Due to residents being used as shipping mules

Sep 9, 2009 12:41 GMT  ·  By

According to statistics compiled by a card-not-present transaction-screening company, the small English town of Shildon is one of the most active hotspots for fraudulent purchases in the UK. Local authorities have identified at least one woman who was being used as a shipping intermediary for fraudulently acquired goods.

The report was released by "The 3rd Man," a Surrey-based company, which develops credit-card-fraud prevention solutions.

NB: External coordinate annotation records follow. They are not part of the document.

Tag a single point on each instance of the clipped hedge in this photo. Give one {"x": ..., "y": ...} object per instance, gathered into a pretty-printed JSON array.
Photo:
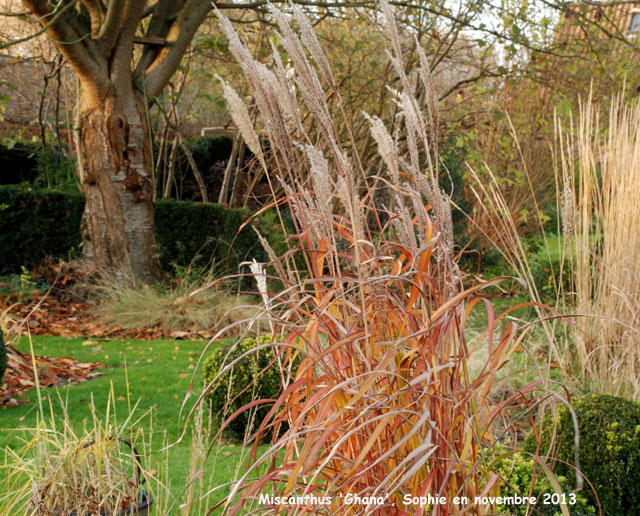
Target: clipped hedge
[
  {"x": 609, "y": 450},
  {"x": 35, "y": 224},
  {"x": 18, "y": 162},
  {"x": 516, "y": 471}
]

Its products are used by a large number of UK retailers to evaluate the risk factor of card-not-present transactions in real time, before approving them.

By compiling data from the 85 million transactions screened between August 2008 and August 2009, the company was able to identify several online fraud hotspots across the UK, including South East London, Manchester, Nottingham, Romford in Essex, Coventry, Birmingham or Erith Marshes.

However, an unlikely candidate to make it on this list is the small town of Shildon in Durham County. According to the stats, this town's 10,000 residents conducted 12,229 online transactions, out of which 3,014, almost a quarter, were flagged as fraudulent.

Concerned about the high rate of fraud in the area, The 3rd Man contacted the local authorities, who set out to investigate and came up with a possible answer for the peculiar situation. Andrew Goodwill, a director with the company, told NetworkWorld that police identified at least one person who was being used as a mule by cybercrooks.

Apparently, a local woman who started an online affair with a man that claimed to be a British soldier stationed in Afghanistan had agreed to receive gifts sent to him at her address and forward them to one of his siblings in Ghana. According to the police, she was sending several crates of goods overseas on a daily basis and her house was full of items bought fraudulently.

The woman was, in fact, being used as a shipping intermediary, or mule, for fraudsters who had a hard time finding online retailers that shipped directly to countries with a high-fraud risk. The 3rd Man estimates the total amount lost to fraud during the one-year period to be over $140 million.